Step 7: in silico drug repurposing for identifying potential therapeutics in SCZ, MDD, and BD and development of the Psych-STRATA software as a service (SaaS) platform

This step represents a transformative approach to in silico drug repurposing, integrating advanced computational techniques such as cheminformatics, text mining, network pharmacology, omics data analysis, and network-based drug repurposing methods. By adopting these methods, Psych-STRATA aims to introduce a rational approach to drug identification, improving the precision in identifying potential drug candidates for conditions like SCZ, MDD, and BD [30]. Unlike traditional trial-and-error methods, computational simulations and cheminformatics tools enable the prediction of drug efficacy, bioavailability, and potential side effects before clinical trials, thereby streamlining the drug development process [31]. Moreover, network-based techniques consider the complex interplay of biological pathways involved in mental disorders [32], which is crucial for conditions like SCZ, MDD, and BD that often share common biological pathways. By mapping these pathways and identifying key nodes or targets, Psych-STRATA can suggest existing drugs effective across multiple conditions, aligning with the emerging paradigm of poly-pharmacology [33]. These methodologies enable the exploration of latent linkages between different mental disorders, facilitating drug repurposing by identifying drugs effective for conditions not initially targeted.

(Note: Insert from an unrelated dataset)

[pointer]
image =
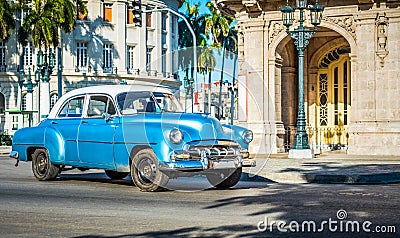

Moreover, the Psych-STRATA SaaS platform represents a significant methodological advancement, offering a dedicated platform for seamless integration of ML/AI into healthcare providers’ daily decision-making processes [34]. This platform aims to provide clinicians with more personalized, actionable data, enabling real-time, data-driven decision-making in mental health care, which is often lacking in current systems. By offering patient-specific insights, particularly crucial for complex mental health disorders like SCZ, MDD, and BD, the platform enhances the quality of care while reducing the burden on healthcare systems. The integration of advanced ML/AI models into clinical practice streamlines decision-making, making diagnosis and treatment planning quicker and more efficient. Ultimately, by offering personalized data and enabling real-time decision-making, the Psych-STRATA platform has the potential to revolutionize mental health care provision, setting new standards in the field.